Bayesian Linear Regression Models: Priors Distributions

You can specify the following prior distribution settings for the regression parameters and the variance of the errors. The following options are available only when the Characterize Posterior Distribution option is selected for Bayesian Analysis.

Note: Many applied researchers may question the need to specify a prior. Reference priors minimize the concern where the prior is generally overwhelmed as the data increases. When informative prior information is specified, Bayesian methods can effectively use the information. The requirement to specify a prior should not be viewed as a deterrent to using Bayesian analysis.
Reference
When selected, reference analysis produces objective Bayesian inference. Inferential statements depend only on the assumed model and the available data, and the prior distribution that is used to make an inference is the least informative. This is the default setting.
Conjugate
Provides options for defining conjugate prior distributions. Conjugate priors assume the Normal-Inverse-Gamma joint distribution. Although conjugate priors are not required when performing Bayesian updates, they aid the calculation processes.
Note: In order to specify conjugate priors for a linear regression model, set your expected mean of regression parameters in the Priors on variance of errors table. You can also choose to use the Variance of covariance matrix settings to specify the prior variance-covariance.
Priors on variance of errors
Shape Parameter
Specify the shape parameter a0 for Inverse-Gamma distribution. You must enter a single value that is greater than 0.
Scale Parameter
Specify the scale parameter b0 for Inverse-Gamma distribution. You must enter a single value that is greater than 0. The larger the scale parameter, the more spread out the distribution.
The table lists the mean of regression parameters (including intercept), which specifies the mean vector θ0 for the defined regression parameters. The number of values must meet the number of regression parameters, including the intercept term.

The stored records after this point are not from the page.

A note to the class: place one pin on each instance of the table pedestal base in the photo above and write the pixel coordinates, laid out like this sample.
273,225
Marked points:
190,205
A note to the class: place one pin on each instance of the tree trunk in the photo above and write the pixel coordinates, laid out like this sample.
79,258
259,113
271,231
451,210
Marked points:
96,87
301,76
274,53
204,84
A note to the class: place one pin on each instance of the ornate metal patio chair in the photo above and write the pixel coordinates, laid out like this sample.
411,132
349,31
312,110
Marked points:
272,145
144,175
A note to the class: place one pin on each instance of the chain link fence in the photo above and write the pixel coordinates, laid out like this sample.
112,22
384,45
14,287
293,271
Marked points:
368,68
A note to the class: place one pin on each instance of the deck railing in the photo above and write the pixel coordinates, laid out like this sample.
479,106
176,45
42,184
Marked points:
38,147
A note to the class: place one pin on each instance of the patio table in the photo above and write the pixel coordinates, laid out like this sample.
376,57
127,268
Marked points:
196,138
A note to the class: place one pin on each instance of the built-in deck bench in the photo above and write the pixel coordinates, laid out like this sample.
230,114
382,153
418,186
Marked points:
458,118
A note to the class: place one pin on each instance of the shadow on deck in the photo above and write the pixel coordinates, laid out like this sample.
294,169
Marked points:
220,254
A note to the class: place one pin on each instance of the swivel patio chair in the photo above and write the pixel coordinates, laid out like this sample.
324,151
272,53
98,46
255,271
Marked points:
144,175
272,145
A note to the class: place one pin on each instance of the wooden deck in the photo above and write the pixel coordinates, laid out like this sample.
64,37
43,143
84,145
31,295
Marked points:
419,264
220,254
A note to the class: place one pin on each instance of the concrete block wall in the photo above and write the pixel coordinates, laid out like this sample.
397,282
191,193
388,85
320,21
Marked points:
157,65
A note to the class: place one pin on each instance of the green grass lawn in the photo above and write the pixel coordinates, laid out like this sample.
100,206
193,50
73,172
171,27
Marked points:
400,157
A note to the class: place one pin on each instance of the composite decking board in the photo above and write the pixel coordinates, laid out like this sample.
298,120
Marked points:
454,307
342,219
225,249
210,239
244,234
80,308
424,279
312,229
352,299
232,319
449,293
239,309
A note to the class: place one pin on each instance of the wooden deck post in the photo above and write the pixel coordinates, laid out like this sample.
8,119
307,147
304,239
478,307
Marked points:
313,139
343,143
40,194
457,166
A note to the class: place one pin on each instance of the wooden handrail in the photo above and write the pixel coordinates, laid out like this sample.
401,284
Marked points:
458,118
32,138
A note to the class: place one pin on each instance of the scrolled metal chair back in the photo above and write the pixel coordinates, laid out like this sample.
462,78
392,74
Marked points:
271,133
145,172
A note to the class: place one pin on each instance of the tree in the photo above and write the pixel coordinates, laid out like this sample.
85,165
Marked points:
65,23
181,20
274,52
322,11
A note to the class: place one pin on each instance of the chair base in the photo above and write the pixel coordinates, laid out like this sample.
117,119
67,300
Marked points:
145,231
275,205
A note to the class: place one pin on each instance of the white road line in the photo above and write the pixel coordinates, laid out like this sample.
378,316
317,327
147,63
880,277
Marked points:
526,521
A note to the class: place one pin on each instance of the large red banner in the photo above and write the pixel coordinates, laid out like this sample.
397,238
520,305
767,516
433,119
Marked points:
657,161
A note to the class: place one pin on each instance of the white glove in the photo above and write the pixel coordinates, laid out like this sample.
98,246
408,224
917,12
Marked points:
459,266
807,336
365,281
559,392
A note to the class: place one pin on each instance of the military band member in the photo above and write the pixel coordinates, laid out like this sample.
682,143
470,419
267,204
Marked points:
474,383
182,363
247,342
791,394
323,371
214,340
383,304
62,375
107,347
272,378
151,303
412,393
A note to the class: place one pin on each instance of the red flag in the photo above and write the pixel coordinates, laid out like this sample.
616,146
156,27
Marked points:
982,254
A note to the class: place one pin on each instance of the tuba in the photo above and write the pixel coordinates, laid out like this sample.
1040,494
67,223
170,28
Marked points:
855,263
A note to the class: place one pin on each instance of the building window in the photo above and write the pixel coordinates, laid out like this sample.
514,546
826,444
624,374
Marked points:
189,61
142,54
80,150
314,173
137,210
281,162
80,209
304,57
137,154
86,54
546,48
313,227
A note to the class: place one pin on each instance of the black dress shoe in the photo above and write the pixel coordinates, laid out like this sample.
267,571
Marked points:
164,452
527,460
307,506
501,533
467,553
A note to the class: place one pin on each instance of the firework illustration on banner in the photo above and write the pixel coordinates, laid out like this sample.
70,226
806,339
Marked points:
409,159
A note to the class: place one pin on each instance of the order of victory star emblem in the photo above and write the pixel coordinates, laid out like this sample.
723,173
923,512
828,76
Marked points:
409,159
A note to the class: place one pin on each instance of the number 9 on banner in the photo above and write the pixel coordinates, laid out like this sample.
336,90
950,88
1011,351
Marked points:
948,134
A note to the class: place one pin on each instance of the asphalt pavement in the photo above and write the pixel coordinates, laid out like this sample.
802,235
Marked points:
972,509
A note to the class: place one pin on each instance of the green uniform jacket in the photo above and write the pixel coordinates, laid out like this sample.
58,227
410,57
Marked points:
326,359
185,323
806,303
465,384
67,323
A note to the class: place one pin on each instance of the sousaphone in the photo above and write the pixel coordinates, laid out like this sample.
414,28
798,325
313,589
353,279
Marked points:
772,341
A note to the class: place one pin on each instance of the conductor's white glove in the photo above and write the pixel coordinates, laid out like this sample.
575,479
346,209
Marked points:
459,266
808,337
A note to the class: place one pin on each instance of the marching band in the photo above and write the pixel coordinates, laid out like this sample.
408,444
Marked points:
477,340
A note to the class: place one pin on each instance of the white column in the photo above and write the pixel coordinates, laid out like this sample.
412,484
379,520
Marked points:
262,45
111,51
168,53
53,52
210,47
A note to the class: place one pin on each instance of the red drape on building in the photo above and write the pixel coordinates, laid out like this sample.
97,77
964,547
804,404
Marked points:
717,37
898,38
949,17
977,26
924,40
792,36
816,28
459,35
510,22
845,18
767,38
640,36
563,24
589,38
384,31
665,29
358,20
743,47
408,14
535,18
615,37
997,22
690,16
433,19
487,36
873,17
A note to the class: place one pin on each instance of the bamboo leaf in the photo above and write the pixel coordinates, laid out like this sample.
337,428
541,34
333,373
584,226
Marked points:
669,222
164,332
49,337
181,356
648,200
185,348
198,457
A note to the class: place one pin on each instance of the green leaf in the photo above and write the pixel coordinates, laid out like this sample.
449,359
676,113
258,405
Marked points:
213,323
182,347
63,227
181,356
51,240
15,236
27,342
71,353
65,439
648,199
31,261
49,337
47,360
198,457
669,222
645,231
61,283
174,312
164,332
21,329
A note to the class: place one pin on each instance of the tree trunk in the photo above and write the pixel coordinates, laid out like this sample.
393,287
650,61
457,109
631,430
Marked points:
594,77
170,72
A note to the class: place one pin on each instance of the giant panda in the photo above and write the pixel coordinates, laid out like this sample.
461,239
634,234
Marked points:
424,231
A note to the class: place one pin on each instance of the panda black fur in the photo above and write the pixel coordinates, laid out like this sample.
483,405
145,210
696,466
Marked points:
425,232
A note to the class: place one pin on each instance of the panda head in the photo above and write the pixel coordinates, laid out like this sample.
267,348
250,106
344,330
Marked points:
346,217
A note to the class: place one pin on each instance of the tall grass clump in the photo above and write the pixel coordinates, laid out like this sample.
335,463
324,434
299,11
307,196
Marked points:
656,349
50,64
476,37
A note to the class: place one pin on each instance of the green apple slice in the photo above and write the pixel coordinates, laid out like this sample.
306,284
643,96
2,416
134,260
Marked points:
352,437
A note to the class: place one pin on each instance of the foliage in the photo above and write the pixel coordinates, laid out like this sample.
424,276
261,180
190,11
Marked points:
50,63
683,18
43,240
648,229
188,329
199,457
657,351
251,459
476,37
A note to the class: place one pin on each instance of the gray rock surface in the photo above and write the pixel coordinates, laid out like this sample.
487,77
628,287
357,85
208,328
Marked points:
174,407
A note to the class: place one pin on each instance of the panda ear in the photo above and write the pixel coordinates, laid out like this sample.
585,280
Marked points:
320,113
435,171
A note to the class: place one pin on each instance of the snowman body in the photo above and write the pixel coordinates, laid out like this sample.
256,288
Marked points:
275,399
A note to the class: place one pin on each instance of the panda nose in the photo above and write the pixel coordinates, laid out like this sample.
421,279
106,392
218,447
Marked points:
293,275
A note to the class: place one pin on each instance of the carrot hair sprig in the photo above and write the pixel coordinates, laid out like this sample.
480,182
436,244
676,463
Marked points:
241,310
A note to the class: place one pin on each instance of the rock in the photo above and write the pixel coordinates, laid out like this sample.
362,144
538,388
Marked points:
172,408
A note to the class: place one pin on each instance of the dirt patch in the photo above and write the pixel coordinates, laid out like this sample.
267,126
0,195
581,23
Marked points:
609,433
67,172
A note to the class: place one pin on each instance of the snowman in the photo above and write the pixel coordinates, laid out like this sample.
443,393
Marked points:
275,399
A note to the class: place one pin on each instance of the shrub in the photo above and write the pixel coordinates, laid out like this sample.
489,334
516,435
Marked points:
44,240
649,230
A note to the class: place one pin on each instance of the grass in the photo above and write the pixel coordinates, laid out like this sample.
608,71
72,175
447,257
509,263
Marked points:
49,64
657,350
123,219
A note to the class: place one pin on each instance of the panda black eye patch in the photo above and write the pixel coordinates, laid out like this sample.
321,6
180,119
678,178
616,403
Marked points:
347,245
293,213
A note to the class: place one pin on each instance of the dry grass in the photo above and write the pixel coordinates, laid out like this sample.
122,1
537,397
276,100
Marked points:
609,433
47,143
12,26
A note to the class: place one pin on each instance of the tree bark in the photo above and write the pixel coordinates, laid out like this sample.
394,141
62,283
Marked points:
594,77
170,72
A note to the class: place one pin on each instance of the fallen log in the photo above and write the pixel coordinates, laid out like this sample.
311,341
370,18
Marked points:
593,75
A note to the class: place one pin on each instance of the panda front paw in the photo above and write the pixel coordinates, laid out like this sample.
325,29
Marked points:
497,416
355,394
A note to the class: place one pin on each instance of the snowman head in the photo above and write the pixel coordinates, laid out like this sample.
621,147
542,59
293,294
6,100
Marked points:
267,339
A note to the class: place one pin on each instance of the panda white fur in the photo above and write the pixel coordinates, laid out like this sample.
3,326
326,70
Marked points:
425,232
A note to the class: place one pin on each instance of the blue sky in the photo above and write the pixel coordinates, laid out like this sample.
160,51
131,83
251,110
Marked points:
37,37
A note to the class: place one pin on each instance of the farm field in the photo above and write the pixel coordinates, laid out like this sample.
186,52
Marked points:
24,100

The first variable name is always INTERCEPT. From the second row, the Variables column is automatically populated with the variables that are specified by Factor(s) and Covariate(s). The Mean column does not include any default values.

Click Reset to clear the values.

Variance of covariance matrix: σ2x
Specify V0 the values in the lower triangle in the variance-covariance matrix for the multivariate normal prior. Note that V0 must be semi-positive definite. The last value of each row must be positive. The next row should have one more value than the previous row. No values are specified for reference categories (if any).

Click Reset to clear the values.

Use identity matrix
When selected, the scaled identity matrix is used. You cannot specify V0 values in the lower triangle in the variance-covariance matrix for the multivariate normal prior.